Next generation ROADMs built using integrated silicon photonics will have the ability to not only be re-configurable at the local level but they will also be colorless, directionless and contention-less (CDC). With these new switches it will be possible through SDNs, without any manual intervention, to change the configuration of add/drop wavelength channels to/from any direction (direction-less), independent of the transponder wavelengths (color-less), while allowing multiple signals with the same wavelength to be handled by the same add/drop structure (contention-less). Silicon photonic-based CDC-ROADMs will give the operator the ability to optimize resource utilization, reconfigure network bandwidth according to the variation of traffic patterns depending on time of day and day of week usage and support rerouting functions in case of network faults in a cost effective way. The CDC-ROADMs will make use of new blocks in the Add/Drop sections of the switch called transponder aggregators (TPAs). TPAs will distribute and select the multiplexed signals before filtering the individual channels by the use of tunable filters and add flexibility to the exact point of the optical node where the older ROADMs lacked it.
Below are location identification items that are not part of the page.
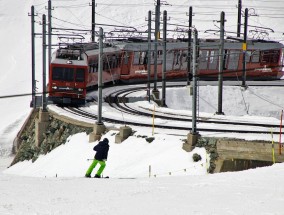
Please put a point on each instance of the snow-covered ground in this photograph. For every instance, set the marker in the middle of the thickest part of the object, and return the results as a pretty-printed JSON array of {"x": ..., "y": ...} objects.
[{"x": 33, "y": 188}]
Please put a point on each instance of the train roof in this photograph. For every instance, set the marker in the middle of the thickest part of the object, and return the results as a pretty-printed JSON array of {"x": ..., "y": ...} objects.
[{"x": 172, "y": 44}]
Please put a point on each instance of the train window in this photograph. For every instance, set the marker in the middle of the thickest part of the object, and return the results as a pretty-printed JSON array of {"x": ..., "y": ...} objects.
[
  {"x": 113, "y": 61},
  {"x": 233, "y": 60},
  {"x": 213, "y": 59},
  {"x": 125, "y": 57},
  {"x": 255, "y": 57},
  {"x": 248, "y": 55},
  {"x": 270, "y": 56},
  {"x": 203, "y": 59},
  {"x": 136, "y": 58},
  {"x": 62, "y": 74},
  {"x": 140, "y": 58},
  {"x": 80, "y": 75}
]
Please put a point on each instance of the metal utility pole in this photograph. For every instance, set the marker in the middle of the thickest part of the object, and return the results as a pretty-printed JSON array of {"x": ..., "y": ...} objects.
[
  {"x": 221, "y": 64},
  {"x": 100, "y": 97},
  {"x": 44, "y": 102},
  {"x": 164, "y": 59},
  {"x": 189, "y": 46},
  {"x": 49, "y": 32},
  {"x": 157, "y": 36},
  {"x": 245, "y": 48},
  {"x": 33, "y": 55},
  {"x": 239, "y": 18},
  {"x": 194, "y": 80},
  {"x": 149, "y": 54},
  {"x": 93, "y": 20}
]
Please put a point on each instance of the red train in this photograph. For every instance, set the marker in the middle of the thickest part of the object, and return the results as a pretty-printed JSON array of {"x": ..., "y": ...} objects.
[{"x": 74, "y": 68}]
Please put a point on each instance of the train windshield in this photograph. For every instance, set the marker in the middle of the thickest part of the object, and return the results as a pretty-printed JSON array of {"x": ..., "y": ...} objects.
[
  {"x": 80, "y": 75},
  {"x": 67, "y": 74}
]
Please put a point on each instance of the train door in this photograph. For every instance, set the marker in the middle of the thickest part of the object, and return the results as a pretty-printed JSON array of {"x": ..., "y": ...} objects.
[
  {"x": 126, "y": 63},
  {"x": 80, "y": 80}
]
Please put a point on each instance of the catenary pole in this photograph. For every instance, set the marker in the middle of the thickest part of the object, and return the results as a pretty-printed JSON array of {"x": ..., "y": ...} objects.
[
  {"x": 245, "y": 49},
  {"x": 44, "y": 102},
  {"x": 194, "y": 80},
  {"x": 149, "y": 55},
  {"x": 100, "y": 97},
  {"x": 239, "y": 18},
  {"x": 189, "y": 47},
  {"x": 221, "y": 64},
  {"x": 93, "y": 20},
  {"x": 49, "y": 33},
  {"x": 164, "y": 59},
  {"x": 157, "y": 36},
  {"x": 33, "y": 55}
]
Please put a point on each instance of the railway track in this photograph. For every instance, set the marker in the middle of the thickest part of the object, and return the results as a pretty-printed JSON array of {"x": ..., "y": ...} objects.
[{"x": 118, "y": 102}]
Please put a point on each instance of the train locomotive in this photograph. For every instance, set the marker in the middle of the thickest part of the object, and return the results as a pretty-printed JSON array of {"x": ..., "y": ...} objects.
[{"x": 74, "y": 67}]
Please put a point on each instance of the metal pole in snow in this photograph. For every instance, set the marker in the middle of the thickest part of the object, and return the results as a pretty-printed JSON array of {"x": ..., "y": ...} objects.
[
  {"x": 239, "y": 18},
  {"x": 49, "y": 32},
  {"x": 93, "y": 20},
  {"x": 189, "y": 46},
  {"x": 280, "y": 145},
  {"x": 149, "y": 55},
  {"x": 164, "y": 59},
  {"x": 194, "y": 90},
  {"x": 100, "y": 97},
  {"x": 221, "y": 65},
  {"x": 245, "y": 48},
  {"x": 44, "y": 103},
  {"x": 33, "y": 56},
  {"x": 157, "y": 36}
]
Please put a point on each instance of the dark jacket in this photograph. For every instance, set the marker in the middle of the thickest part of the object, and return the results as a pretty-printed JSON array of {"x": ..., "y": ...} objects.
[{"x": 102, "y": 150}]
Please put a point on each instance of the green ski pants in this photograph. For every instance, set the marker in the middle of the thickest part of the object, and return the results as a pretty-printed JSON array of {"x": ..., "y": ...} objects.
[{"x": 93, "y": 165}]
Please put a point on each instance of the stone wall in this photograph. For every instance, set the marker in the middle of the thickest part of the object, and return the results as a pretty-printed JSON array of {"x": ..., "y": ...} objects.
[{"x": 56, "y": 134}]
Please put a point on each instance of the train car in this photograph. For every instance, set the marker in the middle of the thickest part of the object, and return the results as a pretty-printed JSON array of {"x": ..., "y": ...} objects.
[
  {"x": 263, "y": 60},
  {"x": 68, "y": 76},
  {"x": 74, "y": 68}
]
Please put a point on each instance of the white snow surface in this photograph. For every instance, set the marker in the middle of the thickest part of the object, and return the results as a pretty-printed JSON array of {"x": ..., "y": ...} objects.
[{"x": 54, "y": 184}]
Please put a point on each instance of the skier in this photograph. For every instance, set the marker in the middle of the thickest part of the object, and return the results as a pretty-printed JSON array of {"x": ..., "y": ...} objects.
[{"x": 101, "y": 156}]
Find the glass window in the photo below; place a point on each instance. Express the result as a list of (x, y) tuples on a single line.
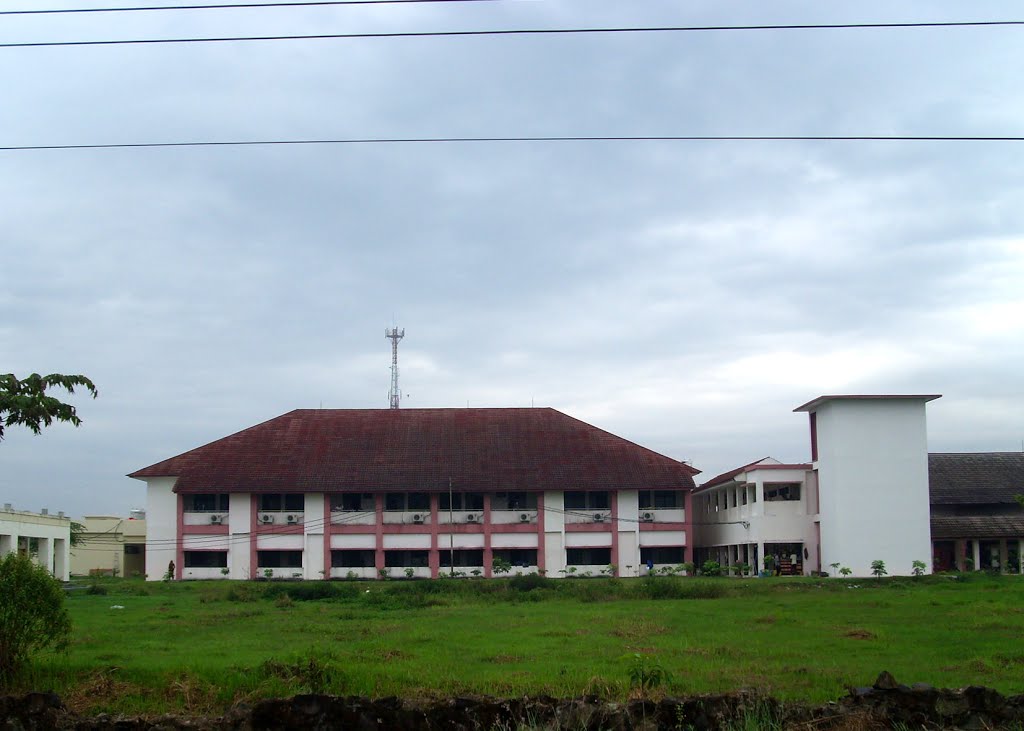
[(279, 559), (205, 503), (352, 559), (782, 491), (593, 500), (353, 502), (205, 559), (418, 502), (461, 501), (588, 557), (404, 559), (663, 554), (470, 557), (517, 557)]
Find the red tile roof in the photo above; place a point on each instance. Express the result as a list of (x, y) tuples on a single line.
[(420, 449)]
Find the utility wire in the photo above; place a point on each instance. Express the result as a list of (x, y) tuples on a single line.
[(513, 32), (565, 138), (230, 6)]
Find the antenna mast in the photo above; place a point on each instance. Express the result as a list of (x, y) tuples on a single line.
[(394, 335)]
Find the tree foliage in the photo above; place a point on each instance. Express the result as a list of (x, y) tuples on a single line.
[(25, 401), (33, 616)]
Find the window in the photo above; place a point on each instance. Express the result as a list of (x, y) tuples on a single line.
[(781, 491), (517, 557), (514, 501), (461, 501), (660, 500), (471, 557), (205, 503), (663, 554), (352, 559), (205, 559), (593, 500), (279, 559), (278, 502), (404, 559), (353, 502), (588, 557), (408, 502)]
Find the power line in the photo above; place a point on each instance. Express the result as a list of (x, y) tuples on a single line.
[(565, 138), (513, 32), (230, 6)]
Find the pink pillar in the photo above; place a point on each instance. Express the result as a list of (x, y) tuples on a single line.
[(540, 533), (253, 528), (433, 557), (488, 554), (379, 529), (614, 529), (327, 536), (179, 554)]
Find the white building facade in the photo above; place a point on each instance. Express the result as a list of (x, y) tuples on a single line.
[(45, 538)]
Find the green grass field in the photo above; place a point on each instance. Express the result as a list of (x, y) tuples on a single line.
[(201, 646)]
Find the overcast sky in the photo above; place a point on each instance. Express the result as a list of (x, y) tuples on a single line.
[(686, 296)]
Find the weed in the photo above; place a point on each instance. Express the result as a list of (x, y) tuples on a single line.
[(646, 674)]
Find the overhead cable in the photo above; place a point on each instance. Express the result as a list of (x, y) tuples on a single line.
[(229, 6), (514, 32), (559, 138)]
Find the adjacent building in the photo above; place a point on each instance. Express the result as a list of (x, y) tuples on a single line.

One instance of this new architecture is being put into reality through a project known as IRIS, funded by the European Union’s Seventh Framework Programme. IRIS will implement a complete TPA optical switching subsystem using a monolithic integration of all functions on one Photonic System-on-Chip (PSoC) IC.
Make no mistake, integrated silicon photonics is coming. It’s not a question of “if” but only a question of “when”. The drive towards bidirectional on-demand video and the push to 5G networks with millions of mobile devices and sensors will be the forcing function that brings silicon photonics into the volumes that will get the attention of every foundry.